Let me take a moment to briefly explore a few user interface concepts using Bang's principles:

Bang's principle that the "upper half of a picture is a place of freedom, happiness, and triumph" while "objects placed in the bottom half feel more grounded" (4) seems to be mirrored in the Mac interface vs the Windows interface. MacOSX places the "menu bar" at the top of the screen: File, Edit, View, etc. while both MacOSX and Windows locate the "action bar" at the bottom (MacOSX calls this the "Dock" while Windows labels it the "Taskbar," but both do essentially the same thing: represent currently-running programs, and provide a menu to start new programs). Mac users may relate to adjectives such as "freedom, happiness, and triumph" - and if they've ever wondered why, it may be because their program interaction is at the very top of the screen. GNOME 3 puts the "Activities" menu at the top of the screen - but it uses a black background (see next).

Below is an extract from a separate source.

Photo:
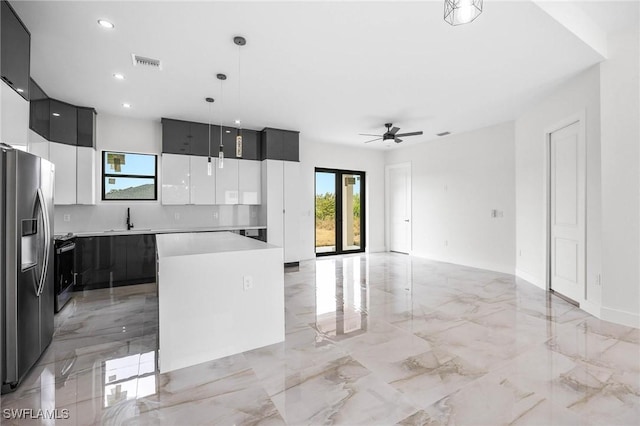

The idea that "light backgrounds feel safer than dark backgrounds" (6) is important in understanding why I decided to switch my "Aura-like" Xfce desktop from a dark theme to a light theme. I mentioned the darker colors made things more difficult to read, and the light grey theme ("Adwaita") provided much better visibility. But it was also a matter of not "feeling" right. With the dark theme, I sometimes felt lost. Changing to the light grey theme immediately changed my perception; things seemed easier to use, even when I had changed nothing other than the color. Interestingly, the black "Activities" menu bar in GNOME 3 may contribute to users' negative reaction.

That "rounded shapes or curves are secure or comforting" (7) may explain the recent (last five years?) trend with user interfaces to provide rounded edges. Of course, Apple's original Macintosh computer (1984) used rounded corners. Today, MacOSX and many Linux desktops (including GNOME 3) make use of rounded edges, both for the desktop and for program windows. Xfce and Microsoft Windows use "hard" corners for the desktop, but round corners for program windows.

Contrast (perception of patterns and elements, 10) and colors (associate the same or similar colors, 9) may be significant elements in successful user interfaces. I'll return to this idea in a later discussion.